Kein Geld für Populismus

Es war am 14. Februar dieses Jahres, als der rheinpfälzische Verwaltungsgerichtshof entschied, dass das Land den Städten und Gemeinden mehr Geld geben muss. Es dauert natürlich seine Zeit bis ein Land, das wie Rheinland-Pfalz bis über beide Ohren verschuldet ist, einen Weg zu einer besseren Finanzausstattung der Kommunen findet.

Dass man aber mit der ernsthaften Arbeit an diesem Thema in Mainz erst angefangen hat, als ein höchstrichterlicher Beschluss dazu vorlag, ist ein Armutszeugnis. Denn die Tatsache, dass viele Kommunen unterfinanziert sind, ist nicht erst seit einem halben Jahr bekannt, sondern seit Jahrzehnten. Es ist lächerlich, dass eine Enquete-Kommission des Landes immer noch Material für ihre Arbeit sammelt, während die Schulden der Kommunen weiter wachsen.

Mindestens die Hälfte der Tränen, die Kommunalpolitiker jährlich bei den Debatten über defizitäre Haushalte vergießen, sind allerdings Krokodilstränen. Denn, auch wenn Bund und Land ihnen seit Jahren Aufgaben aufgehalst haben, ohne ihnen die nötigen Mittel zur Erledigung zu geben, so haben doch auch die Kommunen sich nicht mit Sparruhm bekleckert. Keiner wollte den Bürgern etwas zumuten: weder höhere Steuern, noch den Verzicht auf unnötige Kunstrasenplätze, keine Schwimmbadschließung, keine Aufgabe von Mini-Schulen oder von kaum befahrenen Kreisstraßen.
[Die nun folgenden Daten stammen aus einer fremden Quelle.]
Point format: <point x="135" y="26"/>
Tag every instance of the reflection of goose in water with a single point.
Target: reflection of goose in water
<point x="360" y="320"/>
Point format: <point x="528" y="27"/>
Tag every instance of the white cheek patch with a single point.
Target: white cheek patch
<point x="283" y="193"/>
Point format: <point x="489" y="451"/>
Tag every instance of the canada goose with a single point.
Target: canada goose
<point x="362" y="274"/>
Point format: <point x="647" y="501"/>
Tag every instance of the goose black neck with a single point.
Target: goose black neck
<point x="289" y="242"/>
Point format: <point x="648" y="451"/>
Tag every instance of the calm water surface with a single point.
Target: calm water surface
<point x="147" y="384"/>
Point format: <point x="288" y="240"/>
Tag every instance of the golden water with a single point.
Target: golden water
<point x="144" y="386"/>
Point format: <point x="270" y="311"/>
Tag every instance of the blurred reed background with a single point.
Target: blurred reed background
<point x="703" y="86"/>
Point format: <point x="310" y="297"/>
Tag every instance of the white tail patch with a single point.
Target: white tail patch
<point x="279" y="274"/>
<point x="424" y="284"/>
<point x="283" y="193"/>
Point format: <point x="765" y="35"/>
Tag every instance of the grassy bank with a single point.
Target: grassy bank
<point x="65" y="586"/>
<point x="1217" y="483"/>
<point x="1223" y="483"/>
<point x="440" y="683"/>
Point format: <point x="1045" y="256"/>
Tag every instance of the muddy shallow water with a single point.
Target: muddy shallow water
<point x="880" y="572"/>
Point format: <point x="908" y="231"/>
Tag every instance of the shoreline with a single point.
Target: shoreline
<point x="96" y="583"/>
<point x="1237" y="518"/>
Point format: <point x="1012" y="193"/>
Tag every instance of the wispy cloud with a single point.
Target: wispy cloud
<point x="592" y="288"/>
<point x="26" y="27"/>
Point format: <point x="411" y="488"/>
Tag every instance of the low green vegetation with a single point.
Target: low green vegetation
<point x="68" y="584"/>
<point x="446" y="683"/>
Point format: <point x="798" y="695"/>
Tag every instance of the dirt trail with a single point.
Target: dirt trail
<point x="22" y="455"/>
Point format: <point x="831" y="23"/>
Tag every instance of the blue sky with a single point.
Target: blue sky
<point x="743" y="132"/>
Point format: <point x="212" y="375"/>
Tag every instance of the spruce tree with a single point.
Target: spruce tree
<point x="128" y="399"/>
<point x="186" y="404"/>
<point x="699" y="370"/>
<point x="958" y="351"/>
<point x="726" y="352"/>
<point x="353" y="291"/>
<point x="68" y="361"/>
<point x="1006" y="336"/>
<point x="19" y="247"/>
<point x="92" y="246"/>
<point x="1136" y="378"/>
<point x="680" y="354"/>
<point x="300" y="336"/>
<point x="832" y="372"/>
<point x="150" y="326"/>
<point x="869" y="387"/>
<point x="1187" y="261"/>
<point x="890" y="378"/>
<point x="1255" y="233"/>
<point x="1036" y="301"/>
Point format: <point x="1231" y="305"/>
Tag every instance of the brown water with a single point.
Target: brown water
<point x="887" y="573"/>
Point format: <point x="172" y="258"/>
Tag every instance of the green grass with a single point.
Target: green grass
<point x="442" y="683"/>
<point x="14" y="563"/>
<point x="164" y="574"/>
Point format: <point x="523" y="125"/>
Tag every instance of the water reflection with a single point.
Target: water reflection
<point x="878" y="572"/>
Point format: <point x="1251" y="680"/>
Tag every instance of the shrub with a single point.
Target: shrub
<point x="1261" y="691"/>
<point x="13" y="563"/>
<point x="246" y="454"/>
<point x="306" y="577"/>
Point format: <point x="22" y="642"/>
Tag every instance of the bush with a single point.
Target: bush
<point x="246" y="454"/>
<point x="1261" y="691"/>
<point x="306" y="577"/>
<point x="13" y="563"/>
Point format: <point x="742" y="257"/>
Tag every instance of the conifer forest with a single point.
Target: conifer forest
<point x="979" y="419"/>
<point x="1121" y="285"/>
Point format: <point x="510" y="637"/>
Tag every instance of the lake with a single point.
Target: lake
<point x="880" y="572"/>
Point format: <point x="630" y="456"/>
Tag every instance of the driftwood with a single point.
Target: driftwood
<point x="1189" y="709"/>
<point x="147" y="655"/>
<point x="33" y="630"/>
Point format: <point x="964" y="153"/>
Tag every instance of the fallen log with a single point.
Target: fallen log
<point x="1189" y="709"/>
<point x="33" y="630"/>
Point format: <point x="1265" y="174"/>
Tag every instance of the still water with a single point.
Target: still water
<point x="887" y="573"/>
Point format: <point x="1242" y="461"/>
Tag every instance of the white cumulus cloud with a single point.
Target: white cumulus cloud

Aus Angst es könnte sich irgendeine kleine Gruppe beklagen, wurde nur gejammert und fast nichts getan. Das Schlimmste dabei ist, dass es überall immer noch mächtige Gruppen gibt, die nicht einsehen, dass es mit Lamento und der Suche nach Schuldigen außerhalb des eigenen Sprengels nicht getan sein wird. Es kann nicht Sinn einer besseren Finanzierung der Kommunen sein, damit die Fortsetzung populistischer Politik vor Ort weiter zu finanzieren.